— А ну марш с крыльца! — гонит нас лавочница. — Что за «Африку» вы мне тут развели в Рождество?
Приходится брести дальше, не то не видать нам рождественского ужина. Огонь будут разводить целую вечность, а потом еще столько же ждать придется, потому что капусту и картошку надо подкладывать к свиной голове, когда вода кипит. Мы тащим сумку по О’Коннелл-авеню, а в окнах ярко горит свет и люди сидят за красиво накрытыми столами. Одно из окон приоткрывается и оттуда высовываются дети.
— Зулусы, зулусы! Где ваши копья? — смеются они, показывая на нас пальцами.
Мэйлахи корчит им рожи и хочет швырнуть в них углем, но я его останавливаю, потому что тогда на свинью меньше угля останется и еды нам вовсе не дождаться.
Дома у нас опять море разливанное из-за дождя, но мы шлепаем по воде — и так уже до нитки вымокли. Папа перетаскивает мешок наверх, в «Италию». Он хвалит нас за то, что так много угля набрали — наверное, Док-роуд была им усыпана. Мама при виде нас сначала смеется, потом плачет. Смеется она, потому что мы совсем чумазые, а плачет — потому что промокли до костей. Она велит нам снять всю одежду, отмывает нам руки и лица.
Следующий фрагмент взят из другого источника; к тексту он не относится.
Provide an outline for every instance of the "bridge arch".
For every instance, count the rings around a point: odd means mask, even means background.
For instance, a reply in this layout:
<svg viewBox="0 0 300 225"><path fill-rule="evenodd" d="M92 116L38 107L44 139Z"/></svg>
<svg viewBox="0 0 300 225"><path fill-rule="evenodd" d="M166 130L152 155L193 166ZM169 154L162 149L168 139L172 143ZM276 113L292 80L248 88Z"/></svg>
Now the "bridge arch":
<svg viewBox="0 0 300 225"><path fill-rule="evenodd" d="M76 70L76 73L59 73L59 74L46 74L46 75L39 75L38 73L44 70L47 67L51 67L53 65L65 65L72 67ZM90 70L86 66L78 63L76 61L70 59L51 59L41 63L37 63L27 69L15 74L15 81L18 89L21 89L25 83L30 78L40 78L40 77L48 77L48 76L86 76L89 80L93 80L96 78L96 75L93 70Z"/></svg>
Папе она говорит, что свиная голова может и подождать, главное нас горячим чаем напоить.
На улице дождь, на кухне — море, а у нас в «Италии» снова горит огонь. В комнате сухо и так тепло, что после чая мы с Мэйлахи засыпаем и просыпаемся только когда папа говорит, что ужин готов. Одежда еще не высохла, поэтому Мэйлахи восседает на чемодане, закутанный в мамино красное пальто, а я — в старое пальто дедушки, который сбежал в Австралию.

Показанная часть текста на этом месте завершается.